Fl. Bor.-Amer. 1: 154. 1803.
Shrubs, deciduous, 0.4–0.7 m. Stems erect to ascending, not rooting at nodes; branchlets reddish green or yellow-green, not thorn-tipped, round in cross-section, flexible, usually puberulent, sometimes strigillose. Leaves often fascicled; petiole 0.5–1 mm; blade flat, elliptic, ovate-elliptic, or narrowly obovate, 2–10 × 1–6 mm, base cuneate, margins entire or weakly denticulate distally, not wavy, teeth 5–9, apex rounded or obtuse, abaxial surface pale green, puberulent on veins, adaxial surface green, glabrous; pinnately veined or 3-veined from base (venation obscure). Inflorescences axillary or terminal, umbellike or ± racemelike, 1–3 cm. Flowers: sepals, petals, and nectary white. Capsules 3–4.5 mm wide, lobed; valves smooth, not crested.
Phenology: Flowering Mar–Jun.
Habitat: Sandy flats, shrublands, pine-oak woodlands.
Elevation: 0–200 m.
Ala., Fla., Ga.
Short-statured plants of Ceanothus microphyllus with ovate-elliptic leaves, evident venation, and racemelike inflorescences have been called C. serpyllifolius (M. Van Rensselaer and H. McMinn 1942; W. H. Duncan and J. T. Kartesz 1981).
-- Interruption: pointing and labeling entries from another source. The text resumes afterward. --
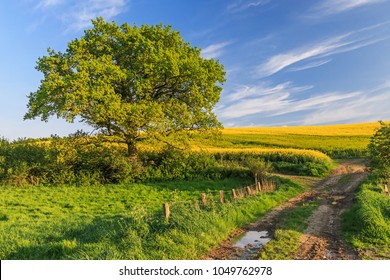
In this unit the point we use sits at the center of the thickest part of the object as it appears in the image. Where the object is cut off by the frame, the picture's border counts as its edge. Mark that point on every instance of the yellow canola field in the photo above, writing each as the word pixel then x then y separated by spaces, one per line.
pixel 326 130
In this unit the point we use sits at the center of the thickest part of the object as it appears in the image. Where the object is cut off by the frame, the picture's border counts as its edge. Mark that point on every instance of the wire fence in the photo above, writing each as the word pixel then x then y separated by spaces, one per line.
pixel 264 185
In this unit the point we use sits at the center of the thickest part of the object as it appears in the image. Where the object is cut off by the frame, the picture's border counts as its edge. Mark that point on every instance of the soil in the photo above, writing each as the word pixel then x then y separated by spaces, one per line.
pixel 321 240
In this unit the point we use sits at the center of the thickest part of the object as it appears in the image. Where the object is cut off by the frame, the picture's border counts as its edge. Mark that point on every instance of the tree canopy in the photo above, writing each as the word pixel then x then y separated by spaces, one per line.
pixel 129 81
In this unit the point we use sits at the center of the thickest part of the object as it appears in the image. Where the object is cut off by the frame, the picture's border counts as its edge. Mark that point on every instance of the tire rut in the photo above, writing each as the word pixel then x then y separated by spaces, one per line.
pixel 322 238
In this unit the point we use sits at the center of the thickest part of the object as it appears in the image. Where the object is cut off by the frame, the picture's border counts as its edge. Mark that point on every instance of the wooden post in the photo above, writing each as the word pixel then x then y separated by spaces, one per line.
pixel 203 198
pixel 221 196
pixel 259 186
pixel 167 212
pixel 234 194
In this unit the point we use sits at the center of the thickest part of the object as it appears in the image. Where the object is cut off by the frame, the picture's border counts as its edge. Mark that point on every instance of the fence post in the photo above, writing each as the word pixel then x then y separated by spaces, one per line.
pixel 167 212
pixel 221 196
pixel 203 198
pixel 258 186
pixel 234 194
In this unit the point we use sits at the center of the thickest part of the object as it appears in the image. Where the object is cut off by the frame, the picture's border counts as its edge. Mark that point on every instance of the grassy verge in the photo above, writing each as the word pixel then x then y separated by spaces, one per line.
pixel 285 243
pixel 367 225
pixel 111 222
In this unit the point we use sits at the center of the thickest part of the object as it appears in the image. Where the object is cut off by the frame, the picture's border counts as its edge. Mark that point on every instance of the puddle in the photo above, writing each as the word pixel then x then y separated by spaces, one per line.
pixel 253 239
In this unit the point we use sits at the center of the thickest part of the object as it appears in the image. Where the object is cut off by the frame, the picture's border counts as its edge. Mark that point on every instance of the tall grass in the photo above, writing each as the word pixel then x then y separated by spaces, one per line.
pixel 367 225
pixel 77 223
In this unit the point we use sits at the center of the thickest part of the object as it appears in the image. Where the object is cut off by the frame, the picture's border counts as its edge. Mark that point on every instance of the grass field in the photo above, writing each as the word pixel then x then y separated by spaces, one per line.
pixel 367 225
pixel 123 221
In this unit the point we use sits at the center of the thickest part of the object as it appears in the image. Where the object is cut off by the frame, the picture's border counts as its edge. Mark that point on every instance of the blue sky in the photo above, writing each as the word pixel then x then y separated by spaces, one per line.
pixel 301 62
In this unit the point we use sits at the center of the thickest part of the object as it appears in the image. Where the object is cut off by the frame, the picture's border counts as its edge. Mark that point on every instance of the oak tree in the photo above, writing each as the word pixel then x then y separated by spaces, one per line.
pixel 129 81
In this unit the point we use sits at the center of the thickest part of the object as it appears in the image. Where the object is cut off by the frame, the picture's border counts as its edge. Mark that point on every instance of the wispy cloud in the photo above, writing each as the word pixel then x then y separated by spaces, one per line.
pixel 317 51
pixel 282 103
pixel 48 3
pixel 330 7
pixel 245 91
pixel 83 12
pixel 321 108
pixel 312 64
pixel 364 107
pixel 242 5
pixel 77 15
pixel 214 50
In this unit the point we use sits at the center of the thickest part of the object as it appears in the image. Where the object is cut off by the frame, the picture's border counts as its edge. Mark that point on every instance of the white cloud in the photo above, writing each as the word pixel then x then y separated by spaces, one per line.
pixel 244 91
pixel 214 50
pixel 241 5
pixel 338 44
pixel 330 7
pixel 281 103
pixel 85 11
pixel 48 3
pixel 322 108
pixel 310 65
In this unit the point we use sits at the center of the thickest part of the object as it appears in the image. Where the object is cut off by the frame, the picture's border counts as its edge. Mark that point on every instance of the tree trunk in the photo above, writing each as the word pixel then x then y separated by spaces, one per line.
pixel 131 147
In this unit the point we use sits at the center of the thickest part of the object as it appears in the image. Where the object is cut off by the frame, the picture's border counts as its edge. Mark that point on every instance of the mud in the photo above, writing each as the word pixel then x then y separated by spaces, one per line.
pixel 321 240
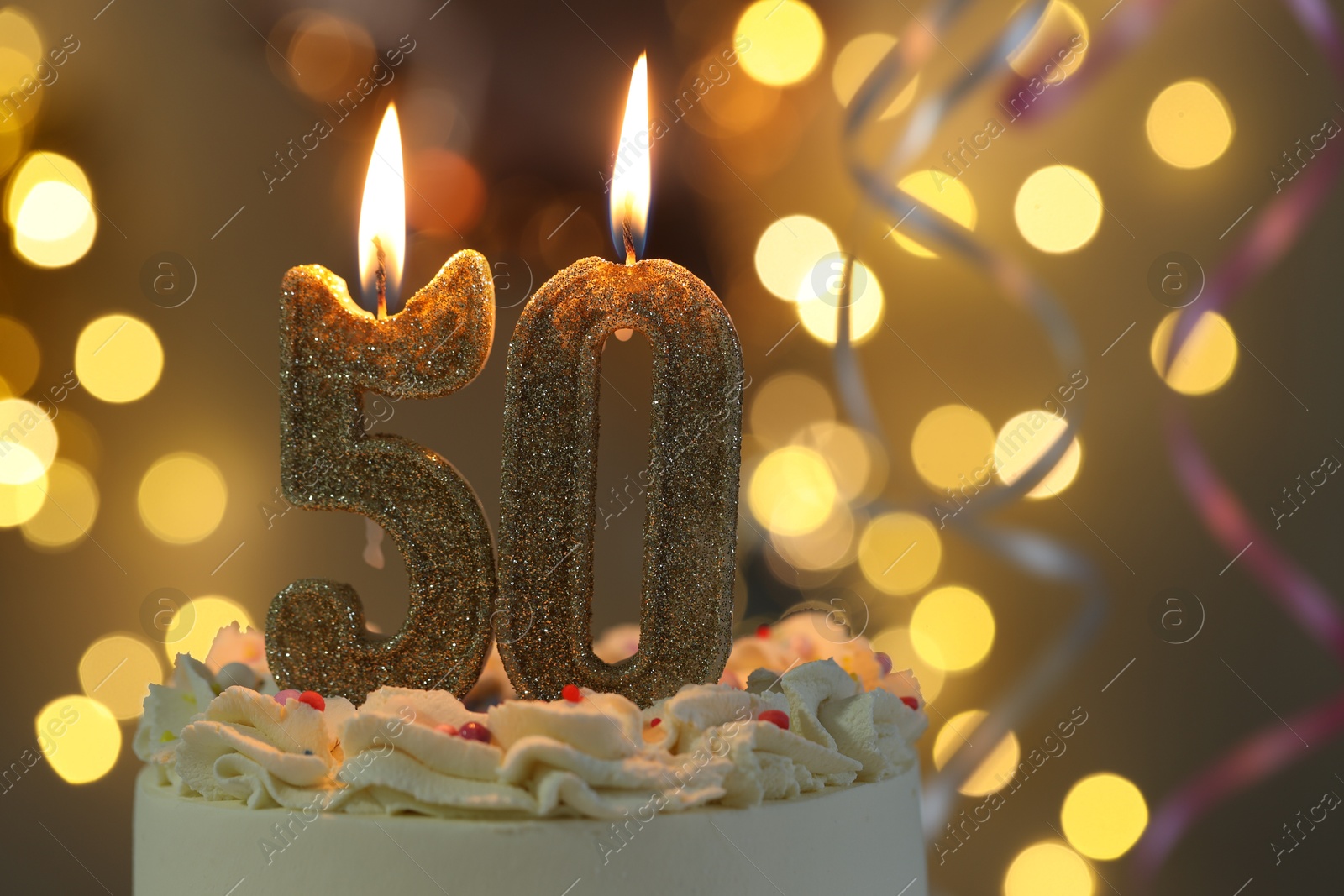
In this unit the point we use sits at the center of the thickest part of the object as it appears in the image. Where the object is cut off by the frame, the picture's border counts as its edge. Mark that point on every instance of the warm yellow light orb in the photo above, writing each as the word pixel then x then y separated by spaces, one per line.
pixel 118 672
pixel 820 312
pixel 944 194
pixel 952 627
pixel 27 441
pixel 895 642
pixel 786 405
pixel 22 503
pixel 39 167
pixel 1206 359
pixel 118 358
pixel 1104 815
pixel 857 60
pixel 900 553
pixel 80 738
pixel 1055 47
pixel 207 616
pixel 953 448
pixel 790 253
pixel 827 547
pixel 995 770
pixel 19 355
pixel 1048 868
pixel 780 42
pixel 792 490
pixel 1058 208
pixel 181 497
pixel 1189 123
pixel 1025 439
pixel 55 224
pixel 67 512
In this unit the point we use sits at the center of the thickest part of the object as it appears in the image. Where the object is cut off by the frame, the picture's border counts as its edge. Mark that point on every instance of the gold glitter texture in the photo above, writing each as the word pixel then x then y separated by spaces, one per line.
pixel 549 490
pixel 331 354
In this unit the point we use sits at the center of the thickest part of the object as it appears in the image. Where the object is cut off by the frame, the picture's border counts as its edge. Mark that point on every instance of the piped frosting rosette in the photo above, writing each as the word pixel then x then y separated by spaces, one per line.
pixel 584 758
pixel 589 755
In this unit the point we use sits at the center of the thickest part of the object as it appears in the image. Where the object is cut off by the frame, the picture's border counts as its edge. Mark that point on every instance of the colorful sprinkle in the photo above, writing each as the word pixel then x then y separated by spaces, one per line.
pixel 475 731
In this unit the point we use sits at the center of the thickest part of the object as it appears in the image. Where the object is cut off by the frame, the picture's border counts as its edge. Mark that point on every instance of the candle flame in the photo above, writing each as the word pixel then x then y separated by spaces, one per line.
pixel 382 215
pixel 631 181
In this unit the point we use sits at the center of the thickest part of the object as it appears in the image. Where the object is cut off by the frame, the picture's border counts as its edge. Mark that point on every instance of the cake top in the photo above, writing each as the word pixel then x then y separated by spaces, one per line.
pixel 810 715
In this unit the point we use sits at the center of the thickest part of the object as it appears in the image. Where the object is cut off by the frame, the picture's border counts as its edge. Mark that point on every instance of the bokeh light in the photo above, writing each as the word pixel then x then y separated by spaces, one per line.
pixel 941 192
pixel 19 355
pixel 995 772
pixel 820 311
pixel 69 511
pixel 790 251
pixel 1025 439
pixel 785 40
pixel 80 738
pixel 1104 815
pixel 1058 208
pixel 952 627
pixel 1206 359
pixel 203 618
pixel 788 403
pixel 27 441
pixel 181 497
pixel 1055 47
pixel 324 55
pixel 118 358
pixel 827 547
pixel 55 224
pixel 853 454
pixel 895 642
pixel 1189 123
pixel 857 60
pixel 22 503
pixel 1048 868
pixel 118 672
pixel 900 553
pixel 953 448
pixel 792 490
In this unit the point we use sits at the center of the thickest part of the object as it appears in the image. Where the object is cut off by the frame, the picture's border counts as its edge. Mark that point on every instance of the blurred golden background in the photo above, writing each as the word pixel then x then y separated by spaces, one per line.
pixel 165 164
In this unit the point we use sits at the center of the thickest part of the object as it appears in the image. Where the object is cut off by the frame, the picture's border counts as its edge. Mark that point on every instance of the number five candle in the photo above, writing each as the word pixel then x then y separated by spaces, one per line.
pixel 333 352
pixel 550 461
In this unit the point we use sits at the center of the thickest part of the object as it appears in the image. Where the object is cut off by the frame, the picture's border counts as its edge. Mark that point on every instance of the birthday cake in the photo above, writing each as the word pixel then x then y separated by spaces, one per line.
pixel 801 774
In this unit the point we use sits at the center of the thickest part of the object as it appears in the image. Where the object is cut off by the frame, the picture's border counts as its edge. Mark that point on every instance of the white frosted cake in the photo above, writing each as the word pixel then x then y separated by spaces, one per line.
pixel 803 782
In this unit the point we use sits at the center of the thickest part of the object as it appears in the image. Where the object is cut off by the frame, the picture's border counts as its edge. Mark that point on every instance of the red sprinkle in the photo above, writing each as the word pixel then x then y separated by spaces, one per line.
pixel 475 731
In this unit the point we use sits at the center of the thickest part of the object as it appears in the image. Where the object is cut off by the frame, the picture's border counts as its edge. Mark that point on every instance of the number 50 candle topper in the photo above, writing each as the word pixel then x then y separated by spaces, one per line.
pixel 333 352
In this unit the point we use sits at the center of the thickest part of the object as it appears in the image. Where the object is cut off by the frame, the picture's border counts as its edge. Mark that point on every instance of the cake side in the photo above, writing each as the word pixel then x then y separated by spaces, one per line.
pixel 860 840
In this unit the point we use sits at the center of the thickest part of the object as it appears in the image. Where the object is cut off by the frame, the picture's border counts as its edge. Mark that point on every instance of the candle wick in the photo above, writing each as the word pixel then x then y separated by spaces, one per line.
pixel 381 278
pixel 629 242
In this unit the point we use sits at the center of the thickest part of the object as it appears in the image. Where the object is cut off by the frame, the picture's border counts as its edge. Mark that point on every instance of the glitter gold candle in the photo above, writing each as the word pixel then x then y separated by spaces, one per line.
pixel 333 352
pixel 549 490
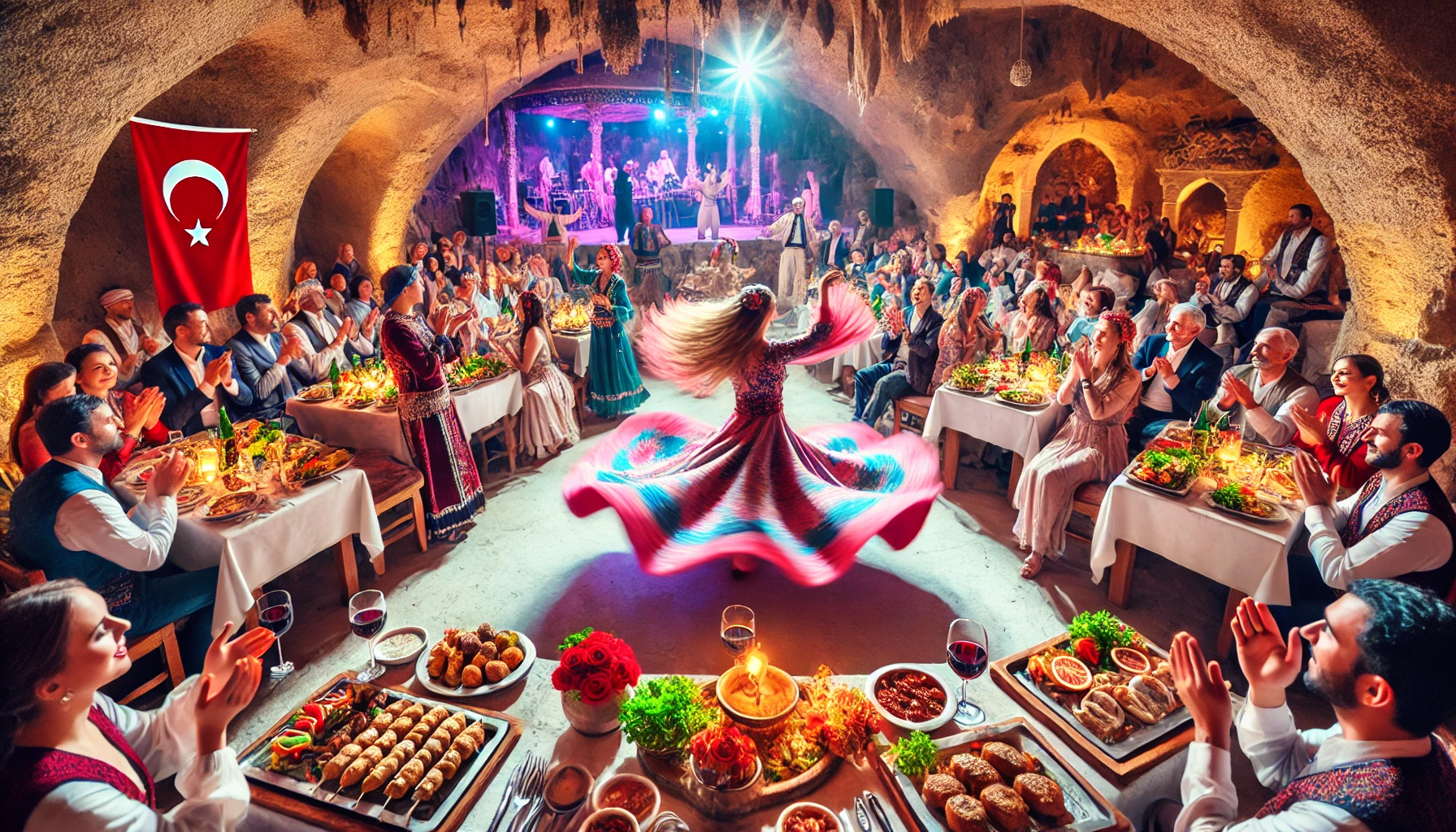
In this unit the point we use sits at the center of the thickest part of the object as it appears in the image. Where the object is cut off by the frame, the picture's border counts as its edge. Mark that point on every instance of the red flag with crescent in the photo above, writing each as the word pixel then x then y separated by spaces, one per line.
pixel 194 200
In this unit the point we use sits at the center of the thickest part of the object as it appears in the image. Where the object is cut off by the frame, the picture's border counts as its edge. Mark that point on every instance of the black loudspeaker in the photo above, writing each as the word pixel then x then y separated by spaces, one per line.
pixel 882 209
pixel 478 213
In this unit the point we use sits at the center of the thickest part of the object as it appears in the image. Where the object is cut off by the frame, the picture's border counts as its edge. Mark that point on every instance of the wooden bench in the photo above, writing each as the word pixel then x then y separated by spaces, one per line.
pixel 16 578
Ceanothus serpyllifolius is treated here as part of C. microphyllus, because of continuous variation in leaf size, shape, and inflorescence architecture. Ceanothus serpyllifolius also has been applied to small-leaved, short-statured plants of C. americanus, some of which may be hybrids between that species and C. microphyllus (N. C. Coile 1988).